Editorial: Another Body Blow

Author: 
11 May 2004
Publication Date: 
Tue, 2004-05-11 03:00

President Bush continues to slam one door after the other not only in the face of the Palestinians but also at whatever peace prospects remain. In expressing skepticism about an independent Palestinian state by 2005, he has administered the Palestinians one more body blow and might in fact be looking for the ultimate knockout.

The president based his judgment on the fact that two years ago the creation of a Palestinian state in 2005 seemed tenable but now things have changed. In fact, even two years ago, the situation was anything but rosy. Bush ought to be reminded that the uprising was then in full swing. The Oslo Accords, upon which so many hopes were built, had all but crumbled. First Tenet and then Mitchell made plans which ended in no progress made. Yet a viable Palestinian state was, then and now, the cornerstone of any just Middle East peace plan.

President Bush is wrong. A state in 2005 is more than realistic. The accords of Wye River, Camp David, Sharm El-Sheikh, all called for a state. Of course, a state cannot happen while Ariel Sharon continues to come up with unilateral disengagement plans and while Bush continues to support him and his machinations. But the big change that sent Palestinians reeling last month was the US president’s unprecedented backing for Israel’s retention of some large West Bank settlements because “realities on the ground” had altered. At a stroke, Bush ripped up his own road map and undid almost four decades of American policy.
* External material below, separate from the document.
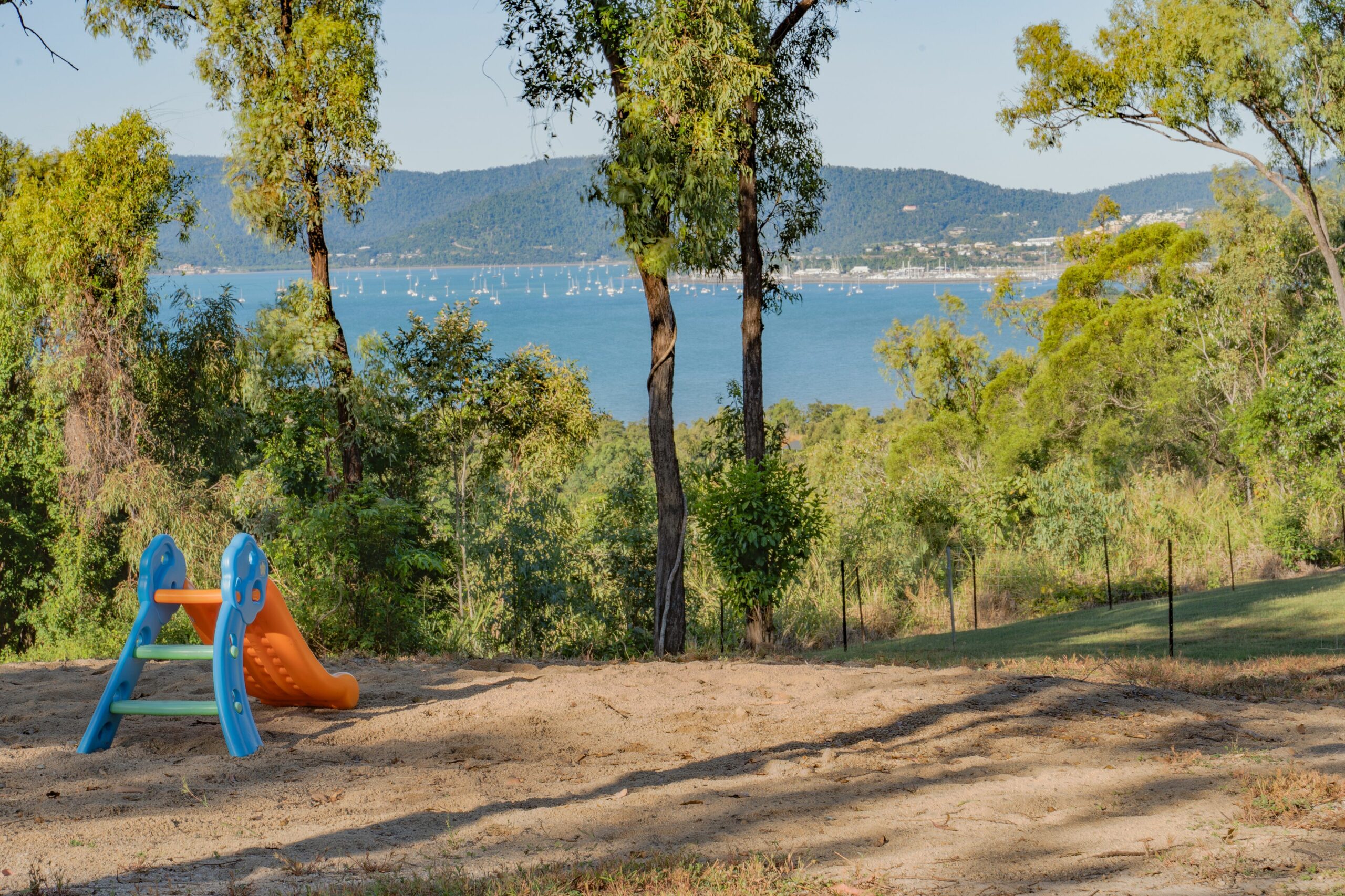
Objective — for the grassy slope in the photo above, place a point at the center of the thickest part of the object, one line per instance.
(1270, 618)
Israel is willing to consider every sort of peace plan, as long as it is unacceptable to the Palestinians, as long as it enables the occupation to be ever more entrenched, as long as it can be a pretext to kill hundreds of Palestinians and as long as a Palestinian state never sees the light of day. That is what Sharon’s procrastination aims at. An American administration should not think along lines that are in any way similar. Bush’s road map said a Palestinian state — with all its territory intact — would be born next year. If credibility is still coveted by this administration, its president should do his utmost to see that the deadline is met and the pledge kept. Bush cannot in one breath claim that the United States is still committed to the road map and then, in the next, give Sharon the concessions he wants so that a Palestinian state on all its rightful land can never materialize. He cannot come up with a lame admission that the date for a Palestinian state “has slipped”.

This is not the time to back away or delay. A state the Palestinians can call home has always been their ultimate objective and aspiration. For that they have fought and died for over half a century. To trample on this inalienable right, on what makes them the people they are, is to kill them without firing a shot.